In accordance with section 302 of Public Law 108-422, VA has developed a plan to expand the scope of care at these four centers and create Polytrauma Centers. This plan builds on the capabilities of the regional referral centers but adds additional clinical expertise to address the special problems that the multi-trauma combat injured patient may face. Such additional services include intensive psychological support treatment for both patient and family, intensive case management, improvements in the treatment of visual disturbance, improvements in the prescription and rehabilitation using the latest high tech specialty prostheses, development of a clinical database to track efficacy and outcomes of interventions provided, and provision of an infrastructure for important research initiatives. Additionally, the plan addresses services for patients in the outpatient setting for ongoing follow-up care not requiring hospitalization. The plan provides for enhancements to existing rehabilitation outpatient clinical services to ensure that necessary services can be provided within easier access to the patient’s home.

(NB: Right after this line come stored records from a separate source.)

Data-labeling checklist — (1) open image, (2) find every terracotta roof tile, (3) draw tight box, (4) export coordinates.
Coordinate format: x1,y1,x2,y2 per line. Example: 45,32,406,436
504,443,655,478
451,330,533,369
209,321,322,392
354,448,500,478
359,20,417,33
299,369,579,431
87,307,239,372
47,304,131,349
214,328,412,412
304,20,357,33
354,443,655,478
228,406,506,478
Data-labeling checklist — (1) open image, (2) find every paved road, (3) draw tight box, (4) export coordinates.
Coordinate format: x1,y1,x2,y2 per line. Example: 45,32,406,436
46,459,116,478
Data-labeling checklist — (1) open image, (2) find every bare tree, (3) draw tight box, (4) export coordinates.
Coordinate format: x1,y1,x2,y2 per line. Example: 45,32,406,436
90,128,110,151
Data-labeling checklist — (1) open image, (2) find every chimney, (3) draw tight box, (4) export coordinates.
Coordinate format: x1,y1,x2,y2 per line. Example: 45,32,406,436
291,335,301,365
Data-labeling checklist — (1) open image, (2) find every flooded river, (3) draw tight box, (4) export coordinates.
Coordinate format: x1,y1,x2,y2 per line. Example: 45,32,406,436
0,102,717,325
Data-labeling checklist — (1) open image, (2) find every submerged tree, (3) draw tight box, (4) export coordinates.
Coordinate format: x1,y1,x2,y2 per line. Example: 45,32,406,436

On April 7, 2005, VA published a directive that requires the four Polytrauma Centers to assign social worker case managers at a ratio of one case manager for every six patients. These case managers will initiate contact with service members and veterans and their families before they are transferred to the polytrauma centers and will follow them throughout their rehabilitation and treatment. Additionally, VA Voluntary Service (VAVS) Managers at the four polytrauma centers are working with local community organizations and businesses to provide necessary information and services to family members who are staying with their family members. National Veteran Service Organizations (VSOs) have pledged their support to provide phone cards, discount lodging coupons, and local support for transportation of the family members. Each family member will receive a welcome package with information of the local area, coupons for lodging, and area attractions and coupons for the Veterans Canteen Service. In Palo Alto, for example, the Chief VAVS meets with the family members upon arrival and seeks support from area businesses and VSOs based on family needs.
VA’s most important mission is to "care for him who has borne the battle." I am honored to lead an office dedicated to fulfilling this mission. Mr. Chairman, this concludes my statement. I will be happy to respond to any questions that you or other members of the Subcommittee might have.